Family |
Fabaceae
Trigonella hierosolymitana
Boiss.
Leb. Syr. Pal.
Trigonella hierosolymitana Boiss.
First published in Diagnoses Plantarum Orientalium 9: 15 (1849)
(Nouvelle Flore du Liban et de la Syrie, vol. 2, Pl. XCVI nº 6; 1969)
• Life-form & habit: Plant faintly hispid to glabrescent; stems erect or sometimes decumbent. Peduncles longer than the leaves, aristate, bearing numerous flowers.
• Leaves: Stipules lanceolate; leaflets ovate-triangular, dentate at the apex (generic character shared with close relatives).
• Inflorescence & flowers: Clusters of many bright yellow flowers (“fleurs nombreuses, jaune vif”) clearly separating it from T. kotschyi (white) and approaching T. spruneriana. Calyx three times shorter than the corolla; teeth lanceolate, subequal, as long as the tube. Corolla 8–10 mm, with a broad standard.
• Fruit: Numerous pods forming an almost spike-like infructescence along the axis; pods recurved toward the base in a semicircle; laterally reticulated, slightly hispid.
• Phenology: March – May.
• Habitat & elevation: Fields, interior steppes, and dry montane to inland semi-arid regions.

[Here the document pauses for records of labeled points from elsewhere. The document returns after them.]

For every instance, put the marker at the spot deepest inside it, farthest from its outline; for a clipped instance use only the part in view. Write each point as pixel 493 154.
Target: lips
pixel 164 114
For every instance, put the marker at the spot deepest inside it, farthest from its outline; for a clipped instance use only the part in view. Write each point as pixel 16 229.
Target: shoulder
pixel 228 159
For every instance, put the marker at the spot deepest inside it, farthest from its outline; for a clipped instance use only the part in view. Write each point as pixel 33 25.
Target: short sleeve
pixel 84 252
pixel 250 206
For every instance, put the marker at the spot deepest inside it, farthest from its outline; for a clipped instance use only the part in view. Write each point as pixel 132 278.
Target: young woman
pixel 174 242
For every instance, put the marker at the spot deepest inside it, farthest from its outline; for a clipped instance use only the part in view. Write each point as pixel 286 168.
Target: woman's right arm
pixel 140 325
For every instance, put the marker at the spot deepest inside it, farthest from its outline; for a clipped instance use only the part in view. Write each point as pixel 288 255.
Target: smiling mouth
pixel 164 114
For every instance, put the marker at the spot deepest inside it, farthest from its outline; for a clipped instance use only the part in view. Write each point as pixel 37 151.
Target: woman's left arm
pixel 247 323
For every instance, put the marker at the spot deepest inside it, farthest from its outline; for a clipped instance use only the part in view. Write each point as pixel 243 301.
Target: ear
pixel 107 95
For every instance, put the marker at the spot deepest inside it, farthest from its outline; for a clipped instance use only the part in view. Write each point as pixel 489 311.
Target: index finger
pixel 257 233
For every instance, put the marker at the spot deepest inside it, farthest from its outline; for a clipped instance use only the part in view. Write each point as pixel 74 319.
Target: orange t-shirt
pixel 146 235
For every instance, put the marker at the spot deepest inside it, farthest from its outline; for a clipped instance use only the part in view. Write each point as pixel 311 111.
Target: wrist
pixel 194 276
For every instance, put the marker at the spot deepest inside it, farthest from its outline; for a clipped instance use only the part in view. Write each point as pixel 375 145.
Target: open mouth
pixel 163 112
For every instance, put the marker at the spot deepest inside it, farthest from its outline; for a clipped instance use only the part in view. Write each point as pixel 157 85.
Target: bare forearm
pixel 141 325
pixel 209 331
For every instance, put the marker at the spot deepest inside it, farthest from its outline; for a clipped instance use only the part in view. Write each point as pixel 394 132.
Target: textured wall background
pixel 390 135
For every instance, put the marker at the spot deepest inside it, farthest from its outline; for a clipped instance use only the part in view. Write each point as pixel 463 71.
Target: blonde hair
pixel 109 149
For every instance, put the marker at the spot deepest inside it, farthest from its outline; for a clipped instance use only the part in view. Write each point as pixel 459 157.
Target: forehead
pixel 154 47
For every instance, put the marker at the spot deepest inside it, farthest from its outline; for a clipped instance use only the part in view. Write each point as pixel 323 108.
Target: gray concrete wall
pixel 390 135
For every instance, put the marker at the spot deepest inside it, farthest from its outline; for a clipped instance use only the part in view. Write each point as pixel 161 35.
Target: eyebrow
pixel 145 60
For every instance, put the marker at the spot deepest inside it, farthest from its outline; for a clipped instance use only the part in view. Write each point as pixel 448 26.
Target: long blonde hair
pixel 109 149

Completely absent from the Mediterranean coastal and lower montane belt of Lebanon.
• Lebanese distribution: Beirut (likely adventive), Tripoli (uncertain label); authentic records in higher zones: Ehden, Bcharré, ʿAïnata–Mchaitiyé, Kaukaba–Kfar Houné, and Hermon (Mouterde).
• Syrian distribution: Very widespread from Baalbek, ʿAïn Bourdaï, Bloudane, Saïdnaya, Maʿloula, Zebdani, Ouadi Barada, Dimas–Mayssaloun, Soueida, Aleppo region, Hama, Homs, Palmyra, Jabal Bilas, Qaryatein, and the eastern steppe margins.
• Native range: Lebanon, Syria, Palestine.
• Introduced into: Germany (POWO).
• ⚠️ Taxonomic note:
– Mouterde emphasises that yellow corollas are diagnostic; dried material often fades to whitish, leading to confusion with T. kotschyi (white-flowered).
– Boissier himself misidentified a T. hierosolymitana collection from Jabal Bilas as typical kotschyi due to this drying artefact.
– The species is characteristic of higher altitudes and interior steppe climates, not Mediterranean zones, and its correct identification requires noting flowers yellow when fresh.